San Gaspare del Bufalo scrive:

“In questa devozione noi abbiamo i tesori della Sapienza e della Santità, in questo il nostro conforto, la pace, la salute.”

Nel Sangue di Gesù vi benedico.

Benedicat vos omnipotens Deus, Pater, et Filius, et Spiritus Sanctus. Amen. Sia lodato Gesù Cristo, sempre sia lodato.

 Dio ci benedica e la Vergine ci protegga.

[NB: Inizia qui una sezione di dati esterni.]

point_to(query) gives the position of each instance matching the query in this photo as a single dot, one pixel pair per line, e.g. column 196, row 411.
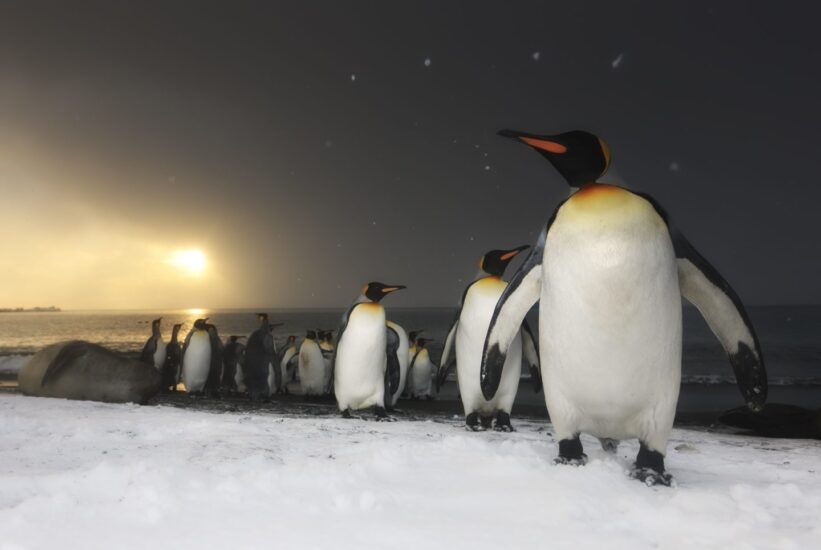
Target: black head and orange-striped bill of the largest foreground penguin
column 579, row 156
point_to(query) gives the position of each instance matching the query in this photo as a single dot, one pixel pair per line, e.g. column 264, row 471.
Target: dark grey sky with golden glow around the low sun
column 308, row 148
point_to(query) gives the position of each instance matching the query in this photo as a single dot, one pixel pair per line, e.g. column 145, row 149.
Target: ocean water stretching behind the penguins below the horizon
column 789, row 338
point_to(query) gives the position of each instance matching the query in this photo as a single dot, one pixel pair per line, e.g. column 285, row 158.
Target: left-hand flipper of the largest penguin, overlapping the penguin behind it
column 520, row 295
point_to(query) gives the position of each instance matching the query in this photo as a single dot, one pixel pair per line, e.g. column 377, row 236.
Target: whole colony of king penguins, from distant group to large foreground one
column 608, row 270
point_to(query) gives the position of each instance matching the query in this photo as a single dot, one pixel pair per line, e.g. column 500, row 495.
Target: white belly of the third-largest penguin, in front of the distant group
column 359, row 375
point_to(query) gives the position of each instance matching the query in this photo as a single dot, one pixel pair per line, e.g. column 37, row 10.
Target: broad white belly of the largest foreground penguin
column 610, row 324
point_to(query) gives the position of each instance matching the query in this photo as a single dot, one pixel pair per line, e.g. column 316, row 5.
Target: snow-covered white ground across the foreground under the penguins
column 92, row 475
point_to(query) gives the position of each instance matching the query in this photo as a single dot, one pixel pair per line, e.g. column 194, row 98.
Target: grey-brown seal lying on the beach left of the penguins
column 82, row 370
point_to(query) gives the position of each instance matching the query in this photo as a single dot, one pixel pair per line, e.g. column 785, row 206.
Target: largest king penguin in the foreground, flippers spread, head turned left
column 609, row 270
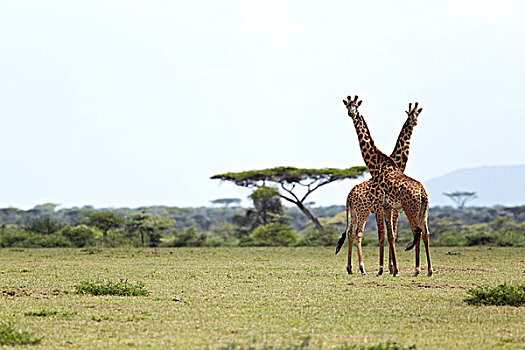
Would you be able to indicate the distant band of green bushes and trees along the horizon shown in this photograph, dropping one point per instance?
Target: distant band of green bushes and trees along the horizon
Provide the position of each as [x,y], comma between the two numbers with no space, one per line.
[45,226]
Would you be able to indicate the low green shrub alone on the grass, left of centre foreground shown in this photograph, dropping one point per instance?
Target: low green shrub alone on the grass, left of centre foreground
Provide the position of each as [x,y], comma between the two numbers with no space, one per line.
[107,287]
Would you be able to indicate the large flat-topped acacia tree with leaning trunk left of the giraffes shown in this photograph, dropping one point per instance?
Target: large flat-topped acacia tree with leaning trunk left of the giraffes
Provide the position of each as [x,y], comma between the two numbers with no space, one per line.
[288,178]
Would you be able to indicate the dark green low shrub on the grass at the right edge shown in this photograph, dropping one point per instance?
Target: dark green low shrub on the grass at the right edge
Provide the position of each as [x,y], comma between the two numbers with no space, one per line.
[503,294]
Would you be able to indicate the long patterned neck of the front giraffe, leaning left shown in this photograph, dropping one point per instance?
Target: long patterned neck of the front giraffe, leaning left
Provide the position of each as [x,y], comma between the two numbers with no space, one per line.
[372,156]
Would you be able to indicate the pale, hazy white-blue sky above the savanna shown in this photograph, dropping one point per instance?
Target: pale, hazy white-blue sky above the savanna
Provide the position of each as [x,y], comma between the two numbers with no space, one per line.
[131,103]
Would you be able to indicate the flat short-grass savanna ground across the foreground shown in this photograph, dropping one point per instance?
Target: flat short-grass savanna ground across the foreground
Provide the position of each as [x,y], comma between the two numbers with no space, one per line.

XIV Domenica del Tempo Ordinario – Anno B

SECONDA LETTURA (2 Cor 12, 7-10)

Fratelli, affinché io non monti in superbia, è stata data alla mia carne una spina, un inviato di Satana per percuotermi, perché io non monti in superbia.
A causa di questo per tre volte ho pregato il Signore che l’allontanasse da me. Ed egli mi ha detto: “Ti basta la mia grazia; la forza infatti si manifesta pienamente nella debolezza”.
Mi vanterò quindi ben volentieri delle mie debolezze, perché dimori in me la potenza di Cristo. Perciò mi compiaccio nelle mie debolezze, negli oltraggi, nelle difficoltà, nelle persecuzioni, nelle angosce sofferte per Cristo: infatti quando sono debole, è allora che sono forte.